The Heads Up Football program was created by USA Football with the NFL as a way to teach the safer method of tackling. Nearly every NFL team has hosted a Moms Clinic since the first one was held last summer at Ohio State University.

Patriots safety Devin McCourty said he wishes the Heads Up Football program was around when he was learning the game.

"I've never been a part of something like this," he said. "I think in today's game, it's key to teach parents, kids, everybody about tackling.

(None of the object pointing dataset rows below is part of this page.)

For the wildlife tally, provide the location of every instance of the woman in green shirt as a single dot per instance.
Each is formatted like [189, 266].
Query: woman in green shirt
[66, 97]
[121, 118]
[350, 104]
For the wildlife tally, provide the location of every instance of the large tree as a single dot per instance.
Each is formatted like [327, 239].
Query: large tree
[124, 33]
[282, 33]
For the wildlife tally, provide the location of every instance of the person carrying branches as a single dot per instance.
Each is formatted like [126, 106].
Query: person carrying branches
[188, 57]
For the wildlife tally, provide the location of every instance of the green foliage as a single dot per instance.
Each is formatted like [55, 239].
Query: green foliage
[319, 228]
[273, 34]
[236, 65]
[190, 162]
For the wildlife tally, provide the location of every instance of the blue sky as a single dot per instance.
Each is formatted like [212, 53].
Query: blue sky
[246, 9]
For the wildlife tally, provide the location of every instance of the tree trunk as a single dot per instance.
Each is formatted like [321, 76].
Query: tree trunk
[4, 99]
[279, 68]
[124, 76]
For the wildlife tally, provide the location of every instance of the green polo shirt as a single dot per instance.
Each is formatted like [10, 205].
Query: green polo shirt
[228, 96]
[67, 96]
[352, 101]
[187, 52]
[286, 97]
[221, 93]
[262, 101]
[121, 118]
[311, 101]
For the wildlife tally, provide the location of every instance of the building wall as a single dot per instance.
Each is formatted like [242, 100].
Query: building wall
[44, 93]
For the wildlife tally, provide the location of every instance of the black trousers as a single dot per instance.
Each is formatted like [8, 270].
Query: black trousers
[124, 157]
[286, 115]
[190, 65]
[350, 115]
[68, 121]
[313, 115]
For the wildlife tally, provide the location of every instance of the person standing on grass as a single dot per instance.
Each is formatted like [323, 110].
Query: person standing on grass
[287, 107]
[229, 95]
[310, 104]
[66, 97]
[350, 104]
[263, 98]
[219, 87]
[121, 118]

"Now when you watch the NFL with all the fines and all the new research, parents are worried. I think this is great by Heads Up to do this and teach moms how to tackle, teach them how we have fun out here so they can pass it along to their kids."

The program also is important to Kraft, who has seen the game evolve since he bought the Patriots in 1994 -- and before that as a season-ticket holder since 1971.

"It's great having the decision-makers of the household here and learning the life lessons that football teaches like nothing else in life does," he said.

Added McGinest: "I think it's great. The education of getting the moms involved so they can see how the kids are prepared and how they should be prepared, how they should be coached, and some of the proper techniques. When I was growing up, we had nothing like this."